I can’t tell you how many kids come through our snack line and say, “I’ll take some fruit snacks” or “Give me an apple juice.” At the beginning of the year, we start training them to start every request (not ORDER--request—‘cause that’s how we roll) with “May I please”. They usually look at us like we have two heads the first few times we stop them and make them start over.
We spend a lot of time every day coaching kids on how to interact with adults and peers nicely. “Get out of my way” should be, “Excuse me, please” and “I want a pencil” should be, “May I please have a pencil?” We also make them wait to speak when we are talking and avoid interrupting unless it is an emergency. Is this nitpicky? Maybe. But I can tell you that when we stumble upon a child with good manners, they stand out in the crowd. I imagine that it will serve them well throughout their lives when they go to a job interview or call a customer service help line.
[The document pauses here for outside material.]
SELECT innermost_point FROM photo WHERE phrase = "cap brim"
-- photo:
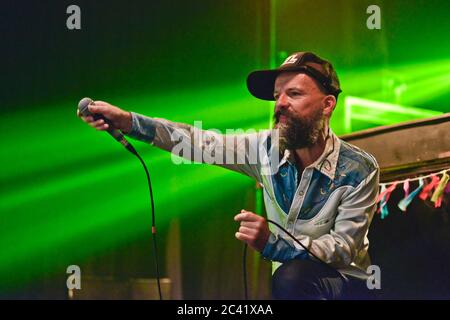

This issue screeched into the forefront of my mind this morning when a third grader saw a bus pass by while we were waiting on the buses to pick up the kids for school. His knee jerk remark was, “Hey Dummy! You were supposed to stop here!” Yes. A third grader. Talking about an adult bus driver. Do you think maybe he’s heard a parent making remarks about other drivers in the car? Kids are ALWAYS listening, folks.
It also never ceases to amaze me how much kids are paying attention to boring things like politics. They hear us—and adopt our attitudes. We have become so partisan and vitriolic that it can’t help spreading to our kids. Most of the time they don’t even understand why they hate one politician or another, but they know what the “right” side is. I know we all have strong opinions about the direction our country should be going. I know that we all want our own way and we think that our way is the only way. But do you think we might learn something by hearing the perspective of another side? Maybe there’s some common ground in the middle of all the divisiveness but we can’t even concede to that because we are so wrapped up in finger pointing and name calling. Even if we can’t find any common ground, can’t we be polite to other humans?
Maybe this should be a wake-up call for all of us. When our ugly words seep into the brains of our Kindergarteners, we need to take a look at how we talk to one another. Don’t we want our kids to talk politely to others? If that’s the case, shouldn’t we be the BEST example in front of them? And I’ll guarantee you that there is nowhere that you can privately say those ugly words that your child isn’t listening. They may be playing in another room, but I promise that they can hear you.
Whether you are running this country or running your household, the example you set before your kids is the most powerful force on the planet. You know the best way to change the world? Change the children.